Syria and Lebanon were the subject of local disputes and contention between different factions struggling to gain control of parts of the ancient Umayyad empire; few monuments of a certain significance remain from this period. The Abbasid dynasty survived, only nominally, until 1258, when the last caliph was killed by the Mongols, but two centuries earlier the Selgiuqid Turks commanded by Alp Arslan, grandson of Tughril, had pushed as far as Aleppo and then continued towards the ‘Asia Minor, where in 1071 they defeated the Byzantine emperor in Manzikert.

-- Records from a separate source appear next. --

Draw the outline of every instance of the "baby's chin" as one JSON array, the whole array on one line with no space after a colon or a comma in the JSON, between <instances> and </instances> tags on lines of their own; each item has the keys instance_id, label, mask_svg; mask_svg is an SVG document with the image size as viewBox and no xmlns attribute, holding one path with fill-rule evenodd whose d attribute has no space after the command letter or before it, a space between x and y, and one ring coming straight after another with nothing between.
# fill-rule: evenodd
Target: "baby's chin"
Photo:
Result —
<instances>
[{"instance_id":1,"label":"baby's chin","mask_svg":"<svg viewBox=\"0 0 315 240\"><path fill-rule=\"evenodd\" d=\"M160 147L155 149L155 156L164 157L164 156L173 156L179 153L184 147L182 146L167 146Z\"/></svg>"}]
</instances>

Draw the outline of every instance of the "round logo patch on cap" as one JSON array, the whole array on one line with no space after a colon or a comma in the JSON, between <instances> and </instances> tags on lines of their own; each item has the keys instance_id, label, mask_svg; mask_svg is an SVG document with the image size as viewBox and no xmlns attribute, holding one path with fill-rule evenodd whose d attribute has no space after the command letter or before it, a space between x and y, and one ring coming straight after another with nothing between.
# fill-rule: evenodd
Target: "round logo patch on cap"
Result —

The request for help addressed on this occasion to the pope by the Byzantine emperor Alexius Comnenus gave rise to the first crusade. At this juncture, the Syria remained for some time in a state of anarchy, disputed between Arabs, Selgiuqids, Turcomans and Fatimids, until it was finally occupied by Selgiuqid Amīr in 1075. During this period much of Lebanon remained under the control of the Fatimids, although Tripoli enjoyed a kind of independence under the Fatimid protectorate. In 1097, before the Selgiuqids had been able to consolidate their power over the coastal region, the Crusaders arrived. The Selgiuqids of Rūm established their capital in Konya, in Asia Minor, but also in Syria there are specific testimonies of their style. In the field of art and architecture the Selgiuqids made a synthesis of the ideas already developed in the regions they crossed, from Central Asia, to Persia and Syria.

Their works in Syria and in Asia Minor show how they adapted their artistic traditions, largely linked to brick construction, to the local stone construction technique; this translation process produced a pleasing architectural and decorative style, lively and still ‘Islamic’. Among the monuments of the Seljuk period in Syria there are numerous mosques with extraordinary minarets, in particular that of the Great Mosque (1089-1094) of Aleppo (v.), The minaret of Ma῾arrat al-Nu῾mān, the lively minaret black and white of the cathedral of Ḥāma (recently destroyed) and a group of minarets that are preserved in centers along the Euphrates: Meskene, Qal῾at Jabar and the so-called three sisters of Abū Hurayra. The minarets of Meskene and Abū Hurayra were moved to an adjacent hill when a modern dam was built on the Euphrates, whose artificial lake submerged the remains of ancient Balis (near od. Meskene). of the Selgiuqids dissolved in the dispute between the various branches of the family. The control of the Syria then passed into the hands of the military aristocracy and soon the figure of the abegi Zangī (1127-1146) was established, who, with his son Nūr al-Dīn Maḥmūd (1146-1174), distinguished himself for the battles against the Crusaders. Nūr al-Dīn Maḥmūd sent one of his generals, Ṣalāḥ al-Dīn (Saladin), to Egypt to end the civil war between the Fatimids of Cairo. L’ friendly help turned into annexation and Ṣalāḥ al-Dīn virtually became lord of Egypt (1169), to then move back to Syria (1174), overcoming the opposition of troops loyal to the previous sovereigns, taking Damascus and sweeping away all resistance up to the Euphrates. In 1183 he conquered Aleppo and in 1187, with the battle of Ḥaṭṭīn, he destroyed the army of the Christian kingdom of Jerusalem, occupied the holy city, while only the castle of Tire was able to resist him.During this turbulent period, the architecture of the S it was modest, but the successors of the Selgiuqids made impressive contributions to the artistic heritage of Aleppo and Damascus (v.). In Syria stands the oldest preserved madrasa in the Islamic world, that of Gümüshtegin in Bosra, built by the governor of Damascus under the atabegs, in 1135-1136.